Bu yer hakkında duyduğu şey, dünyadaki neredeyse her şeyin birbirini öldürmek için dışarı çıktığıydı. Yine de, daha insan gibi görünenlerle tanışır tanışmaz, gördükleri yerde ona saldırmamışlardı. Öğrendiği kadar barbar değiller miydi, yoksa başka bir sebep mi vardı?
Bahsettiğin bu avlanma alanı ne?” Diye sordu Quinn.

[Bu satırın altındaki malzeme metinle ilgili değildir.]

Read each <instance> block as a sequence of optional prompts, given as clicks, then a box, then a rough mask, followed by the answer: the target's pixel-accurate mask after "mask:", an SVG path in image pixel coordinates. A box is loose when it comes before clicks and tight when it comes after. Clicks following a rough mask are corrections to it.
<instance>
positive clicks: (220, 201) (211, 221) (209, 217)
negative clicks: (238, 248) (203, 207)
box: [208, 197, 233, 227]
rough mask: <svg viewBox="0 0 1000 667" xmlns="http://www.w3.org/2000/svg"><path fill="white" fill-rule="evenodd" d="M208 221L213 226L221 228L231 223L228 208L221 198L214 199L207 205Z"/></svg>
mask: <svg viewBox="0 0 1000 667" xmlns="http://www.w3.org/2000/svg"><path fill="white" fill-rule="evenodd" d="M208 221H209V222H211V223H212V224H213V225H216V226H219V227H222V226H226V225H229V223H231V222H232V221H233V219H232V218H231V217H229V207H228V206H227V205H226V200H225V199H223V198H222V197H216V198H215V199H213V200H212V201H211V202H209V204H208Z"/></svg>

Sesinde biraz titreme olduğunu hissedebiliyordu. Aslında Quinn, ona yaklaşmadan önce kalplerinin hızla attığını fark etmişti ve her seferinde şeytan kelimesini telaffuz etmişlerdi. Şimdi bile rahat olmadıkları açıktı ve kalın kafataslarının arkasındaki gözleri zaman zaman geriye bakmaya çalışırdı.
“Bu kişi avlanma yerinin ne olduğunu bilmiyor!” Kafatası adamlarından biri sordu. “Numara mı yapıyor, hiçbir şey bilmiyormuş gibi davranarak bize karşı acımasız olmaya mı çalışıyor ve bir sonraki saniye onun bir iblis olduğunu öğreniyoruz ve kalbimizi arkadan söküp alıyor.”
“Avlanma alanlarını bilmiyormuş gibi davranmanın bir anlamı yok.” Bir başkası parmağını çenesine koyarak dedi. “Herkes avlanma alanlarını biliyor ve şu anda içinde olduklarını nasıl bilmezler. Kişinin bilmemesi için bir kayanın altında yaşıyor olması gerekirdi, tek açıklama bu.”
Quinn’e ilk yaklaşan kafatası adam, ortada durdu, ne yapacağını düşünürken sessiz kaldı ve sonunda bir karara varmıştı.
“Savaşabilir misin?” Diye sordu.
“Ne yapıyorsun!” Diğeri panik içinde sordu.
“Onu bizimle getirmeyi düşünmüyorsun!”
Kafatası adam nedenini bilmiyordu, ama eğer bu yabancının söylediği her şey doğruysa, nerede olduğu ya da etrafında neler olup bittiği hakkında hiçbir fikri yoktu, o zaman neden korkmuyordu?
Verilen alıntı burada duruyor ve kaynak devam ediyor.